In an unusual case, a Financial Industry Regulatory Authority Inc. arbitration panel last week ordered two investors to…

In an unusual case, a Financial Industry Regulatory Authority Inc. arbitration panel last week ordered two investors to pay brokerage firm Quincy Cass Associates Inc. and broker Jens Adolf Spitta $75,000 in legal expenses.

In its award, the panel called the investors’ claims “frivolous” and “a bad-faith abuse of the Finra arbitration process.”

The award also ordered the claimants, Karl Heinrich Vogelbach and his son, Andrew Vogelbach, to pay $6,000 of the $7,200 in forum fees.

CASE TO BE EXPUNGED

In addition, the arbitrators ordered expungement of the case from Mr. Spitta’s disciplinary record.

The firm and Mr.
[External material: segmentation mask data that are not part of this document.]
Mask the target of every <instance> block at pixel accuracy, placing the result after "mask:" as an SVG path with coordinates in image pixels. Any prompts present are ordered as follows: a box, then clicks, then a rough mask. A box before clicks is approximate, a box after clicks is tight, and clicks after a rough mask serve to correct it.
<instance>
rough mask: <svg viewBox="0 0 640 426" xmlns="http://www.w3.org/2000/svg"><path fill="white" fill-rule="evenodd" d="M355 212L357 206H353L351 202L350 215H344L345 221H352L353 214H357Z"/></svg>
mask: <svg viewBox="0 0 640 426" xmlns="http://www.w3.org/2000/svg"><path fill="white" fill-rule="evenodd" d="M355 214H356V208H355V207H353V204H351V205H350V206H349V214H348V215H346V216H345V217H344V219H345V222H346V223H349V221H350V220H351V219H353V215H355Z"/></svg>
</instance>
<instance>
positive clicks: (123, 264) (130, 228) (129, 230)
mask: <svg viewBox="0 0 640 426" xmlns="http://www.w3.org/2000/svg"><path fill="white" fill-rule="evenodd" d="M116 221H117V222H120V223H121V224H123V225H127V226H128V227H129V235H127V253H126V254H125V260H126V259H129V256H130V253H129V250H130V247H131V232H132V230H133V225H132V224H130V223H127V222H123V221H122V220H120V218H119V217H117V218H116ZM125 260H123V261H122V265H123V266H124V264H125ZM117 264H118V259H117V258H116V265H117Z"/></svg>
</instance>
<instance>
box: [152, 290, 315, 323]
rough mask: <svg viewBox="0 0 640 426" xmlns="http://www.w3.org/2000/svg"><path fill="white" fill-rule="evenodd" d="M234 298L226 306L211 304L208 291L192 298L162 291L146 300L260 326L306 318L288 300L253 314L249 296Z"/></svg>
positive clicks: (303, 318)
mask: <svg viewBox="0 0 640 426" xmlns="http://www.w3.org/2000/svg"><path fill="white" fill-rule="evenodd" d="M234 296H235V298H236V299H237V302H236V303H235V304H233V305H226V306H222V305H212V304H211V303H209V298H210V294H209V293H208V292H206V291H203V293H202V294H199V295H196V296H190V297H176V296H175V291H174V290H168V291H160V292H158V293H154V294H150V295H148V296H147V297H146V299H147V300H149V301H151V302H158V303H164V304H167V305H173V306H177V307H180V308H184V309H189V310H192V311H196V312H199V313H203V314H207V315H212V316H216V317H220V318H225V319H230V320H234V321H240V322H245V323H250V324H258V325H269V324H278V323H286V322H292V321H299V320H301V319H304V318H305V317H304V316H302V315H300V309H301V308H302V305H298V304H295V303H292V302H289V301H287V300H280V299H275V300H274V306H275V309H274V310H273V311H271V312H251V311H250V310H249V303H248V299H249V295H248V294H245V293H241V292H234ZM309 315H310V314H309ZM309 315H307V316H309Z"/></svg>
Spitta incurred about $110,000 in costs, the panel said.

The panel said that Karl Vogelbach was “wealthy, financially sophisticated, and aggressive in his approach to investing,” and the “causes of his losses were his own independent decisions and market risks.”

Regarding Andrew Vogelbach, “not a scintilla of evidence” was presented in the case to demonstrate that he had a contractual relationship with either of the respondents, the award said.

Andrew Vogelbach wasn’t a client of Mr. Spitta’s or Quincy Cass’, said Sylvia Scott, a partner at Freeman Freeman & Smiley LLP, who represented the respondents.

The case is unusual in ordering investor claimants to pay legal costs. Arbitrators usually dismiss weak cases without awarding any damages.

“I think this award sends a strong message [to claimants who] bring a demonstrably frivolous lawsuit,” Ms. Scott said.

“We disagree with the award and are looking at our options,” said the Vogelbachs’ attorney, J. Christopher Wehrle, founder of Wehrle Law LLC.